- Result: Know when to stop
- (1) Popular kerning pairs
- (2) Potential kerning pairs
- (3) Frequently occurring kerning pairs
- (4) Relevant kerning pairs
- (5) Sample Text
- Personal Whitelisting
- Notes
Find a list of kerning pairs below, ordered by relevance. The relevance score is determined by frequency of occurrence in texts, popularity among type designers and the necessary kerning value. This repository is intended for type designers looking for sample texts for the most complete kerning necessary. This list will help you (or your neural network) assess which kerning pairs you should look at and where to stop. It takes into account the Unicode blocks from Basic Latin to Latin Extended A (plus all kinds of quotes), 24 languages so far and various typeface styles.

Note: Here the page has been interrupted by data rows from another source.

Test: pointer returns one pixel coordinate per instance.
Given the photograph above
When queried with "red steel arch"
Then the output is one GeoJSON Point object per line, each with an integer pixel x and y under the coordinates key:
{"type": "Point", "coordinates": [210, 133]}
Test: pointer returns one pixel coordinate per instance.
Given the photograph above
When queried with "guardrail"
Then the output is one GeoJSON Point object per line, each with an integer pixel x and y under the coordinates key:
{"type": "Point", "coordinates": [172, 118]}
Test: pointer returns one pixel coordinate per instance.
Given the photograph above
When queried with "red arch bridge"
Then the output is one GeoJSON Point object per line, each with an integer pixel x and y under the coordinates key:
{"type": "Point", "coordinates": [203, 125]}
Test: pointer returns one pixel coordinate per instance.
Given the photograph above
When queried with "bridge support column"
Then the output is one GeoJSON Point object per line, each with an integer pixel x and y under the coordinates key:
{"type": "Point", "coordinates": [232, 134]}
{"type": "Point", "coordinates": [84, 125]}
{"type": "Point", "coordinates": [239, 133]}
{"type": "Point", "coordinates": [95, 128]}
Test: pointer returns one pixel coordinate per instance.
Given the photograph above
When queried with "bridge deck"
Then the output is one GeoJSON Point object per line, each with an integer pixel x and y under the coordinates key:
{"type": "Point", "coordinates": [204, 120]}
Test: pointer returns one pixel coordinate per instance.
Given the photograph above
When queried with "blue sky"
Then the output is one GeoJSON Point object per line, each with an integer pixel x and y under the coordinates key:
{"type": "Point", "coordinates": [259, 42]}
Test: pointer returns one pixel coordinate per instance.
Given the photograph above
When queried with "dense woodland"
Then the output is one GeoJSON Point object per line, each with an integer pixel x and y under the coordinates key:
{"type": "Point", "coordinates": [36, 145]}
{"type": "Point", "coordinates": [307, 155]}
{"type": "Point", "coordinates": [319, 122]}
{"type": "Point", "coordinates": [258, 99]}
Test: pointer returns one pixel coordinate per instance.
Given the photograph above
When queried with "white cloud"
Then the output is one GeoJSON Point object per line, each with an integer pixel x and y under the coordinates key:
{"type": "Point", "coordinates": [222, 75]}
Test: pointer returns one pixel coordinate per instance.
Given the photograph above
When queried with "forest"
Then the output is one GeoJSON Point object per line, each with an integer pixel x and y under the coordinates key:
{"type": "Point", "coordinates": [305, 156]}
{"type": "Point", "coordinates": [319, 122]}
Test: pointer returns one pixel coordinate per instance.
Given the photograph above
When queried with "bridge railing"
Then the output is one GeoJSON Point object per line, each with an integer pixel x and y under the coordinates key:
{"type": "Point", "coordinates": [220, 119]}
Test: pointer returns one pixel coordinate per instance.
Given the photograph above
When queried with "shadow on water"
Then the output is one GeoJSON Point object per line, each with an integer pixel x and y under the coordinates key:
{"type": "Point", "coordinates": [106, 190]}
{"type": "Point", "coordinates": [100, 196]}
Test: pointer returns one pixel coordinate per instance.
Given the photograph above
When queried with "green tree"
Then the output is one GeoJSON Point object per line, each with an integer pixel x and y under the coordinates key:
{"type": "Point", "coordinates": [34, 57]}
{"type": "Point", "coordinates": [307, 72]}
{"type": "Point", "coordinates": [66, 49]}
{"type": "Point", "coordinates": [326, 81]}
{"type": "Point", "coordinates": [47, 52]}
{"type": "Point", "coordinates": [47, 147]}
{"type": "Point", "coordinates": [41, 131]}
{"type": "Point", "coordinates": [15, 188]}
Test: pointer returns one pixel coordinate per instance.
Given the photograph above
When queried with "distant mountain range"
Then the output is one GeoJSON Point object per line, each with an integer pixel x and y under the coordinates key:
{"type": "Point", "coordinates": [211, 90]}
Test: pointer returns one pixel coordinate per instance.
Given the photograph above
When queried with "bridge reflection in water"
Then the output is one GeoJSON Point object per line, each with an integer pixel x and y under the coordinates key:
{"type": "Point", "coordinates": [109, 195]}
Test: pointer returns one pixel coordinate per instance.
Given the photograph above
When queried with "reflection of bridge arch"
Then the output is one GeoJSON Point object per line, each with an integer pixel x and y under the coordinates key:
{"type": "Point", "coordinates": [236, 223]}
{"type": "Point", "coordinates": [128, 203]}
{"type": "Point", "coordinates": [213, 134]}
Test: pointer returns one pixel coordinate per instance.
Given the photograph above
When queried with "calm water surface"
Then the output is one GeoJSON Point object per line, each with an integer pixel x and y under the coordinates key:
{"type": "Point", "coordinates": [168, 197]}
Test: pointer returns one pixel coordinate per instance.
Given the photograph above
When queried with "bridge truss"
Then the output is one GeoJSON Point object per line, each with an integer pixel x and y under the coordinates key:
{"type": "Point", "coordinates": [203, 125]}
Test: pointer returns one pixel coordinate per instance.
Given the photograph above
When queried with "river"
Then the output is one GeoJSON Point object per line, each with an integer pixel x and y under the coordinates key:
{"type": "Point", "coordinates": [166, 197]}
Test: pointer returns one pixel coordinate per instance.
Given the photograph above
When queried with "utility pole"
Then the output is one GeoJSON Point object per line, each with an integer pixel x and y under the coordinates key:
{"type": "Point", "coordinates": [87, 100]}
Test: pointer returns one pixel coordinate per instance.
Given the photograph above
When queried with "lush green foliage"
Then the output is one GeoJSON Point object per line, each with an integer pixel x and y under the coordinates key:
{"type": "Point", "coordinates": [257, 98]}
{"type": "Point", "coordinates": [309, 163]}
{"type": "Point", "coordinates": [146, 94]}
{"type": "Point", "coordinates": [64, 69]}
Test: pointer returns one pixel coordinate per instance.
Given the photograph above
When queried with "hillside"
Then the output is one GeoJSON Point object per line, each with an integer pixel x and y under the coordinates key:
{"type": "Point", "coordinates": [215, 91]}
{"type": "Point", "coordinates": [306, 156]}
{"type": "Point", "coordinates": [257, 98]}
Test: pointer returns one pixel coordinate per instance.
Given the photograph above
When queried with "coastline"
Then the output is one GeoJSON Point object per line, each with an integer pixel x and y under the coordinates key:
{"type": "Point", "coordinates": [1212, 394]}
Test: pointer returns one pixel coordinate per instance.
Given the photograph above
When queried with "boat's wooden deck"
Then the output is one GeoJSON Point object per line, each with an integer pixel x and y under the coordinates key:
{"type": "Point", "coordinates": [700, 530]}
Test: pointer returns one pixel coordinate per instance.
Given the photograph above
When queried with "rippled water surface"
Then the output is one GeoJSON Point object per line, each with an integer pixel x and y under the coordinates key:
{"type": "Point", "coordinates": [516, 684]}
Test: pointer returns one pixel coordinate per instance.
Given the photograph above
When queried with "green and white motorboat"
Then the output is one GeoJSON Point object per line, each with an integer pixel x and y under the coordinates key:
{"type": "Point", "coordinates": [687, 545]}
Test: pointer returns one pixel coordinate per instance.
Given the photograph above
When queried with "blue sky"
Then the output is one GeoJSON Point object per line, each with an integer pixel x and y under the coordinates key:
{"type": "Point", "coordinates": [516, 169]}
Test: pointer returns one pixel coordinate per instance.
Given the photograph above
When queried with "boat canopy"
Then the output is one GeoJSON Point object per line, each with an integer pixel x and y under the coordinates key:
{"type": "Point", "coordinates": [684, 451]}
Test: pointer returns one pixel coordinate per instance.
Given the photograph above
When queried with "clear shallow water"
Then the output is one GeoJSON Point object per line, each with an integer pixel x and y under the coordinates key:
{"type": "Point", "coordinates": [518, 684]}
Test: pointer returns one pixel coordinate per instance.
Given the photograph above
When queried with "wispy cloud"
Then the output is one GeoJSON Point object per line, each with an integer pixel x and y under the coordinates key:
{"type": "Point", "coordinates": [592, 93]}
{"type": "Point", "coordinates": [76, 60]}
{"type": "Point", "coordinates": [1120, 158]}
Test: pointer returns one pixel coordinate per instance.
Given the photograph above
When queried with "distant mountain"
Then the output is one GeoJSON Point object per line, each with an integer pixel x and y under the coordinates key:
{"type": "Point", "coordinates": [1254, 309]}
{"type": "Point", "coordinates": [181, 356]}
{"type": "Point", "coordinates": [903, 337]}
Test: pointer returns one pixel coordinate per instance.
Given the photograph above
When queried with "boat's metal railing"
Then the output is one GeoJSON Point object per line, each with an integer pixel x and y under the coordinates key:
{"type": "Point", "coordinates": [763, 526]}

- 🍀✨ result/relevant_kerning_raw.json
- 🍀✨ result/relevant_kerning_with_padding.txt
- 🍀✨ result/relevant_kerning_clustered.txt
- 🍀✨ result/relevant_words.txt
The first 1000 to 2000 pairs should have you covered sufficiently in all languages, see (4) for details. Depending on your typeface’s style you don't have to kern each and everyone of them, of course.
In case you want to reproduce parts of this work: All scripts are self-explanatory and numbered according to the following article. Some parts may also be useful for other works, e.g. the large sample size of texts in many languages.
Let’s start by looking at kern tables of existing fonts to collect more or less common kerning pairs statistically. As a sample I was content with the about 2700 font files of the Google Fonts Archive. But you can apply this script to any font collection you might want to look at yourself. It uses parts of the Adobe Type Tools, see directory "kernDump". 72377 unique kerning pairs were used in these fonts. This means, for the set of 300 characters considered, dazzling 80 % of the possible 90000 combinations are (more or less) used.
This use count contains a lot of noise caused by subjective decisions and/or group based kerning, possibly. It helped a lot to cut off the long tail at some place. In the end, I removed all values lower than 20 percent of the maximum value. Which sounds a lot, but it leaves us with 11899 remaining most popular kerning pairs. In Script 3G you can decide for yourself where you would like to make this cut, if desired. Find the uncut list here. Screenshot. See docs/01-kern-dump.html
Another approach to determine possible kerning pairs is combinatorial. The form of each letter can be described schematically by simple numerical values. The values on the adjacent sides or two neighboring letters can be summed up to determine whether this is a possible kerning pair. Like everything that is considered here, this also depends on the design of the font. For a grotesque sans serif typeface—as a proof of concept—a resolution of 3 by 5 units was sufficient for each side (-1, 0 or 1 for ascender, x-height, half-x-height, baseline, descender). More complex (serif) typefaces might need a higher resolution. 20554 kerning pairs could be generated this way. Compared to the 11899 most "popular" kerning pairs, 11924 other possible ones could be added to the list. I found this approach to generate way less noise than the popular vote before. Excerpt. Find full set here: docs/00-letter-shapes.html
To bring down the runaway number of 23823 pairs to something more manageable let's count how frequent they occur in real-world texts. All samples were fetched from Wikipedia, mostly within their "Featured Article" category to assure a certain level of quality. In total, the letter pairs of about a 1 GB of text (respectively 2683 books) in 24 languages were counted so far. Unfortunately GitHub truncates directories to 1000 files, so I had to group the individual text files to work around that.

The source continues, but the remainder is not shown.